Once the stream of retreating soldiers stopped coming to Solitude, Jaenna headed east. She circled south of Whiterun, and then travelled north again. As she eradicated what remained of the Imperial Legion camps, she thought there was one person missing in all this mess: Legate Rikke. It bothered Jaenna. Not only that, but she found more Imperial Legion camps abandoned than she’d anticipated. Perhaps, under the Legate’s direction, they’d fled east instead, to throw the dragonborn off?
The heavens over Skyrim remained dark and moody as the days slid past. The air had a cold bite to it, suiting Jaenna’s mood perfectly. She couldn’t understand the heaviness weighing down on her heart.
As she travelled and dispatched death, Jaenna was supposed to feel good about it. She was the dragonborn! No one betrayed her and lived. No one would ever betray her again. All would fear her!
But the human part within Jaenna quailed. It was easy to ensure no one would betray her again. All she had to do was never give anyone the opportunity.
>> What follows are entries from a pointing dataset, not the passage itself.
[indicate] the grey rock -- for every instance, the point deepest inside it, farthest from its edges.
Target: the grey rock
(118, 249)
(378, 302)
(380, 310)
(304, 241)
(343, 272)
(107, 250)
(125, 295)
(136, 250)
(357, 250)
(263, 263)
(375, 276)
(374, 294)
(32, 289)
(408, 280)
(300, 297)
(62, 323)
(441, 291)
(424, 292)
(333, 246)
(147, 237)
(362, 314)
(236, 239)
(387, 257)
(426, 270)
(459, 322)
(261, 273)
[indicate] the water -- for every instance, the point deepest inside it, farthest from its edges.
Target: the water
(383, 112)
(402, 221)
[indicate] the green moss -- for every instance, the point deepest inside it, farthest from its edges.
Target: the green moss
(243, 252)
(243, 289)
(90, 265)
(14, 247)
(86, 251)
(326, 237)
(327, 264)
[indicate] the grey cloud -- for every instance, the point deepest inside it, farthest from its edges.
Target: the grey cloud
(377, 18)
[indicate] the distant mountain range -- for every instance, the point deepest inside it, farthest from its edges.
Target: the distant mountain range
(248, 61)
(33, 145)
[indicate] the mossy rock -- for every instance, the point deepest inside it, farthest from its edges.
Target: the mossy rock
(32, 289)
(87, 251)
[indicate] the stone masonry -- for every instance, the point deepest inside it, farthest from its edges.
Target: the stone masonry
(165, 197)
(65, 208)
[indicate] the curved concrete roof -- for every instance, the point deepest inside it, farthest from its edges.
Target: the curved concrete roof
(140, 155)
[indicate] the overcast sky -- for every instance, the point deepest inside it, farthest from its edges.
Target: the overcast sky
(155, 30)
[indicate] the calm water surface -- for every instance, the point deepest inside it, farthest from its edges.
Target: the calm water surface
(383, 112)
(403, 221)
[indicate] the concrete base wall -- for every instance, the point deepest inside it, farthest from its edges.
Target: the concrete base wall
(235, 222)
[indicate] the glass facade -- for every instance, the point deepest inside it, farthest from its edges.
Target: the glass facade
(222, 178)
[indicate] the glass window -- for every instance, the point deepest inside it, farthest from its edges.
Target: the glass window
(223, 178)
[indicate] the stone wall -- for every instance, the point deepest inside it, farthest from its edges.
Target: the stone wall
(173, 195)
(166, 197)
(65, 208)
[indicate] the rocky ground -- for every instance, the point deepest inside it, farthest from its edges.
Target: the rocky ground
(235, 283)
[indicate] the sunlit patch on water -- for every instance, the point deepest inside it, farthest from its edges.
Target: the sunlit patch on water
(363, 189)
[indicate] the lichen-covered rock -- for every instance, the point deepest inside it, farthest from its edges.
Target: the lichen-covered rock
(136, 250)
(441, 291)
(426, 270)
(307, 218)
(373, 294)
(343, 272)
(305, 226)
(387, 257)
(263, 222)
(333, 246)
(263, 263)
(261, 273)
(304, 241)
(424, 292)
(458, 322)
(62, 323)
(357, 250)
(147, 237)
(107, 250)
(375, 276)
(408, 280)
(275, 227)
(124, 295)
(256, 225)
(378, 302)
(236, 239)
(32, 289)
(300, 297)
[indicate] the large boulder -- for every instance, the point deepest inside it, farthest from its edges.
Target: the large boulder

That seemed a lonely life for someone who was still part human… even if that part of her diminished every time she plunged her blade into the heart of someone she’d once considered her comrade.
It was best to listen to the dragon within her and to close her heart. Best to appreciate the anger and fear her presence instilled. Anger and fear were always better than pity.
She always got a bad taste in her mouth whenever people directed their pity at her. Her first lover in Riften had pitied her, of all things. When she’d left Riften for Solitude, to study at the Bard’s College, he’d promised to wait for her.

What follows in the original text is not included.